Adana Arkeoloji Müze Müdürü Kazım Tosun, yaptığı açıklamada, tarihi eserlerin, ülkenin en önemli kültür varlığı olduğunu belirterek, bu bilinci aşılamak için yoğun çaba gösterdiklerini söyledi.
Milli servet olan tarihi eserleri herkesin korumasını isteyen Tosun, bu kapsamda vatandaşların müzelere güvenmesi ve çekinmeden buldukları eserleri getirmeleri, gördüklerini de bildirmeleri gerektiğini vurguladı.
Tosun, tarihi eserleri kaçırıp suçlu olmaktansa değerinin tamamını alarak milli servete de katkıda bulunulabileceğini ifade ederek, şunları söyledi:
“Kaçakçılar rant elde edecekleri için elinde tarihi eser bulunan vatandaşları, 'müzeye gitmeyin, sizi hapse atarlar' gibi aldatıcı söylemler ile ikna edip suça ortak ediyor. Vatandaşların çoğu 2863 sayılı Kültür ve Tabiat Varlıklarını Koruma Kanunu kapsamında, tarihi eserleri bulup müzelere getirenlere eserin değerinin yüzde 100'ünün verildiğini, görüp kendilerine haber verenlere ise yüzde 40'ının ikramiye olarak ödendiğini ne yazık ki bilmiyor.”
Tosun, yaptıkları çalışmalarla müzelerin önemini kavrayan kişilerden bu yılın ilk 6 ayında müzelerine 179 tarihi eser getirildiği, bu eserler genellikle sikke gibi küçük parçalar olduğu için karşılığında da 3 bin 405 YTL ücret ödendiğini bildirdi.
Müzelerinde sergilenen eserlerin önemli bölümünün vatandaşlardan temin edildiğini de vurgulayan Tosun, bu eserler arasında en önemlisi olan Romalı bir senatörün müzelerinde sergilenen heykelinin, 1982 yılında Karataş ilçesinde dalış yapan emekli öğretmen Ercan Işık tarafından sahilden yaklaşık 300 metre açıkta, 15 metre derinlikte bulunduğunu kaydetti.
Tosun ayrıca, MÖ 800'lü yıllara dayanan ve çok nadir olan 'Arabalı Tanrı Tarhunda” heykelinin ise Yüreğir ilçesinde bir tarlada iki köylü tarafından bulunduğunu, köylülerin bu eserden elde ettikleri gelirle kendilerine araba aldıklarını da sözlerine ekledi.

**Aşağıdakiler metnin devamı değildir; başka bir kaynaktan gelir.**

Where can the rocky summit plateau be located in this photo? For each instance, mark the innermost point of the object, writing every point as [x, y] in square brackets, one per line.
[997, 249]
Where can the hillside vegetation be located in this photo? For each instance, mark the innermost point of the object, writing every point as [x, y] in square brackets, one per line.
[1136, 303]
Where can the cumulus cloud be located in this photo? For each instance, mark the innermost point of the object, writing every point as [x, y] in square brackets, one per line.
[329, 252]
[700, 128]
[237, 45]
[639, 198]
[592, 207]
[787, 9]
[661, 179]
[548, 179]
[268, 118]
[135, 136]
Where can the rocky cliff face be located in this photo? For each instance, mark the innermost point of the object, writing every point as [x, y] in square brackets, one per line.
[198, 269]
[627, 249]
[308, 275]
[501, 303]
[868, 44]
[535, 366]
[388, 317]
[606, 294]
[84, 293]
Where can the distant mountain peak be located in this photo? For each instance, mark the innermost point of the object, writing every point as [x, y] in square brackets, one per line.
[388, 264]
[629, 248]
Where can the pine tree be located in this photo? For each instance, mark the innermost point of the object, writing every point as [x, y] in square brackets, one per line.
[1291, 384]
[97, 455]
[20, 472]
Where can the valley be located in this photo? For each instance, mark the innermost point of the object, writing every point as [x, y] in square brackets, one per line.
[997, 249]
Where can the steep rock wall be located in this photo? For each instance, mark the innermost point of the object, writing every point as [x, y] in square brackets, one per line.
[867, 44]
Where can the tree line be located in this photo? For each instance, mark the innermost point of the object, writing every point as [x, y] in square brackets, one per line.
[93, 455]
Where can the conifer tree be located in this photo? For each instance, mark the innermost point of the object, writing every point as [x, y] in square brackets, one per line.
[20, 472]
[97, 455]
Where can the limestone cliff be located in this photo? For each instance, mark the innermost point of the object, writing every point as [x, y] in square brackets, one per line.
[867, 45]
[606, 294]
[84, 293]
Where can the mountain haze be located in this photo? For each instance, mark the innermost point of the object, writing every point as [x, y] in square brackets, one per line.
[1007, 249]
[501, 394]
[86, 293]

ESER BULANLARA VERİLEN İKRAMİYELER...
Uygarlıklar beşiği Türkiye'de, eser kaçakçılığının önüne geçmek ve kültür varlıklarını korunmak için çıkarılan 2863 sayılı Kültür ve Tabiat Varlıklarını Koruma Kanunu'nda, kültür varlığı bulanlara çeşitli ödemeler yapılıyor.
Kanunda, taşınır ve taşınmaz kültür-tabiat varlıklarını bulan veya eserden yeni haberdar olanlar, en geç üç gün içinde en yakın müze müdürlüğüne, köyde muhtara, diğer yerlerde de mülki idare amirlerine durumu bildirmekle mecbur tutuluyor.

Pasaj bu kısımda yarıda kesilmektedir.